Mr.

Saini: This is the information you need to start the procedure of the
Sanitary Registration of Health. HERE, YO CAN SEE THE REQUIREMENTS.
SANITARY REGISTRATION? WHAT IS?

It is the authorization so that a product of sanitary interest can be manufactured,

imported, packed or ordered once all the technical and legal requirements are
fulfilled.

They are products of sanitary interest: food and beverages, medicines, cosmetics,
hygienic products, dangerous substances, devices and equipment for medical use,
natural products, laboratory reagents and others that are considered by the health
authority.

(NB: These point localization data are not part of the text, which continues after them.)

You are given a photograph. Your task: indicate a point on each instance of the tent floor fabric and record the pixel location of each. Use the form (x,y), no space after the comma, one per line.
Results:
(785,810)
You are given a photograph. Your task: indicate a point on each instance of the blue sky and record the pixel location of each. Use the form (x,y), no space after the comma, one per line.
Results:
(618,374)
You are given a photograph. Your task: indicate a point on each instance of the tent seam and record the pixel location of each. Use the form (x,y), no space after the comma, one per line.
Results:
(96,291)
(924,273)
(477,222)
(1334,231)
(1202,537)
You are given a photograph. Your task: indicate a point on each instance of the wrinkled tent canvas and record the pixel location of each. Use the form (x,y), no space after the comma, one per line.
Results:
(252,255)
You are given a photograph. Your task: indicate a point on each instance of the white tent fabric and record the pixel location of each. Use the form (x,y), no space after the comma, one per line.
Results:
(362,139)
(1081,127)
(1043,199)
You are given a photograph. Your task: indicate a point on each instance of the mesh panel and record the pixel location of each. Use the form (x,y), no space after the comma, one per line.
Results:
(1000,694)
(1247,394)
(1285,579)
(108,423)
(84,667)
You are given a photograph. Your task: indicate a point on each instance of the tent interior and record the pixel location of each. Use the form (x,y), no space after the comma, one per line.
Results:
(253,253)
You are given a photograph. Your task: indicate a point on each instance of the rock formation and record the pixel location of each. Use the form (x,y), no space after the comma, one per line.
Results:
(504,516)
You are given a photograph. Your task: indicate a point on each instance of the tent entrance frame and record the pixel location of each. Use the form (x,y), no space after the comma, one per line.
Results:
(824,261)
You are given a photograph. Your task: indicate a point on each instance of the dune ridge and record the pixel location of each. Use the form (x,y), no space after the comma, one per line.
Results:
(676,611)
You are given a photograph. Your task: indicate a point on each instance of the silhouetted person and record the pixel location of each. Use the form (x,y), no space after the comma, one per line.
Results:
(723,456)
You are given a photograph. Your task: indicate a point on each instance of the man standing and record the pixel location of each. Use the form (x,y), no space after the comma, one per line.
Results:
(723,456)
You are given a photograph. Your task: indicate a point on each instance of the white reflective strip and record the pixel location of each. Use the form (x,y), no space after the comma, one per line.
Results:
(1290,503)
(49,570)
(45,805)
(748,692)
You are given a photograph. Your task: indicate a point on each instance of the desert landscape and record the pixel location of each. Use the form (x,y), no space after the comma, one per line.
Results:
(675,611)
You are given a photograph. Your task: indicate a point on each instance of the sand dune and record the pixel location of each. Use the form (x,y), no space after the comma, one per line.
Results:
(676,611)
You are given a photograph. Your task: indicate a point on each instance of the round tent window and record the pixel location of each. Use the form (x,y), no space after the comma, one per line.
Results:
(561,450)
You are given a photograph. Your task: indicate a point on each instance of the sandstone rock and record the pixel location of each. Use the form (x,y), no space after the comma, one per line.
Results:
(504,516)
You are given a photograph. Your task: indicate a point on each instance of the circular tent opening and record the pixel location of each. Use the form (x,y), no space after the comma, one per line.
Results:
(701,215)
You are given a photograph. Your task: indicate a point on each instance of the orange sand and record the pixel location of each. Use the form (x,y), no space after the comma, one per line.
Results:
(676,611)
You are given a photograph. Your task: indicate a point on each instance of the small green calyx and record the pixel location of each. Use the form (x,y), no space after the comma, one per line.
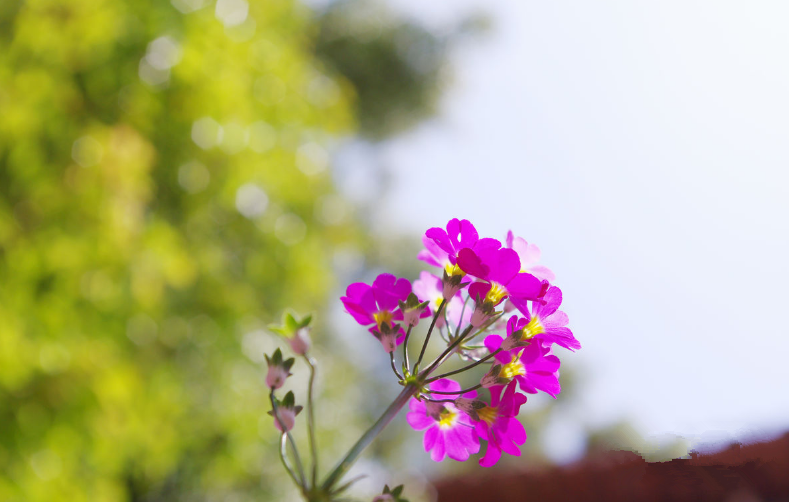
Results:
(290,324)
(276,361)
(391,495)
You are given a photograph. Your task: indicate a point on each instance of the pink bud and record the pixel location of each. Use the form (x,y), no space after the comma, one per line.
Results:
(276,376)
(389,341)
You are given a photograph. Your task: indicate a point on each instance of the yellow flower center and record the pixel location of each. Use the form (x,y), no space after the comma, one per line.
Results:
(532,329)
(437,302)
(496,293)
(448,419)
(454,270)
(383,316)
(488,414)
(513,368)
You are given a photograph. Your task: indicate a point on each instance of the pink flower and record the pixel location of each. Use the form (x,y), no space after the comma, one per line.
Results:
(544,322)
(286,412)
(533,367)
(499,426)
(529,255)
(443,246)
(429,288)
(502,278)
(448,431)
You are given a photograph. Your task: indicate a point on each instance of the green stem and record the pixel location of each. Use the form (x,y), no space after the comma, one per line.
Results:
(429,332)
(311,420)
(448,351)
(275,408)
(283,456)
(339,471)
(405,347)
(394,368)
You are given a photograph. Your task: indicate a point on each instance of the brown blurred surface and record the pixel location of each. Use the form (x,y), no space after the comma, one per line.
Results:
(738,473)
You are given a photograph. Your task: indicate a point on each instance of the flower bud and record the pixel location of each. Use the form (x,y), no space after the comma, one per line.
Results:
(286,413)
(278,370)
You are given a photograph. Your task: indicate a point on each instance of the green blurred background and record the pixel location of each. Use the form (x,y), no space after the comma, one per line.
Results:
(165,192)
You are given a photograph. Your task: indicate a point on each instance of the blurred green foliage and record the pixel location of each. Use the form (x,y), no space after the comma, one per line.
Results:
(164,194)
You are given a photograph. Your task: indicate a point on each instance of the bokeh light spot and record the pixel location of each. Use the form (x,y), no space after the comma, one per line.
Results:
(193,177)
(251,200)
(86,151)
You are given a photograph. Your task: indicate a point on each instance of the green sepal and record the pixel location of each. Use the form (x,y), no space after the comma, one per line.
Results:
(290,324)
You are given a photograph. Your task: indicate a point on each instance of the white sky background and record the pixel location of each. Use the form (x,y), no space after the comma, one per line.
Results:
(644,147)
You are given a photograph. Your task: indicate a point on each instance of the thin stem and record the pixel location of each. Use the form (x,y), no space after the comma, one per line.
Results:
(449,350)
(283,456)
(429,332)
(339,471)
(468,367)
(462,391)
(438,400)
(405,347)
(311,419)
(275,408)
(462,312)
(394,368)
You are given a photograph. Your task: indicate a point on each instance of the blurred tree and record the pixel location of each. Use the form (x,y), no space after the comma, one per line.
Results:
(398,68)
(164,193)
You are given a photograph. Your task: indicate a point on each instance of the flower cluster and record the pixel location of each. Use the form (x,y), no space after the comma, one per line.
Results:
(496,310)
(483,286)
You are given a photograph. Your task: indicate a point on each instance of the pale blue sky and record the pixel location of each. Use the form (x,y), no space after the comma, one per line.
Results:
(644,147)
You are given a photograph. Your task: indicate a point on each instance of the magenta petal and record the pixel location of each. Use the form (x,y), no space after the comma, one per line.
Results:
(563,337)
(542,272)
(552,300)
(516,432)
(522,306)
(478,290)
(470,263)
(462,233)
(555,320)
(492,456)
(547,383)
(445,385)
(486,245)
(359,314)
(419,421)
(504,264)
(430,438)
(524,286)
(439,236)
(455,445)
(438,452)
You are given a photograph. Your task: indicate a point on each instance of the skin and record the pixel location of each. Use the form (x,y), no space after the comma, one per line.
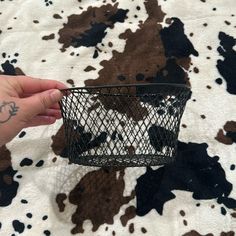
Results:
(27,102)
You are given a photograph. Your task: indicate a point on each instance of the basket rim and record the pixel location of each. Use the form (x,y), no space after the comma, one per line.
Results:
(128,85)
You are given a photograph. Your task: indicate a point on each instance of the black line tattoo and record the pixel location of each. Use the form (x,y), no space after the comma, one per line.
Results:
(7,110)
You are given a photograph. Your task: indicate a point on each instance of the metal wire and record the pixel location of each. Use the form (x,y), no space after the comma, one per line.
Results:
(123,125)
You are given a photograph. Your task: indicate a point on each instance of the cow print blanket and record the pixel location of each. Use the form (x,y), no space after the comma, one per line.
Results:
(95,42)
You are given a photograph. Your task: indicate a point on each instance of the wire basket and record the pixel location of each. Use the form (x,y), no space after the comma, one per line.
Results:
(123,125)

These are classified as:

Risk A, or high risk; Risk B, or medium risk; and Risk C, or low risk. (See the
classification of products in annex 2).

➢ Who performs the procedure: The owner, through a legal professional.

➢ Where it is carried out: The records of medicines, cosmetics and personal

hygiene products can only be made in Tegucigalpa, in the General Directorate
of Surveillance of the regulatory framework, through the Department of
Surveillance of the Sanitary Regulatory Framework, located in the annex
building no. 1 of the Secretary of Health, in front of Farmacia Regis, avenida
Jerez.

Food products for human consumption must be registered with the Ministry of Health,
the Surveillance Department of the regulatory framework, the General Directorate for
Surveillance of the regulatory framework, the Metropolitan Region, the Fire
Department, Tegucigalpa and the Sanitary Regulation Regions of San Pedro Sula, La
Ceiba, Santa Barbara, Comayagua, Juticalpa and Choluteca.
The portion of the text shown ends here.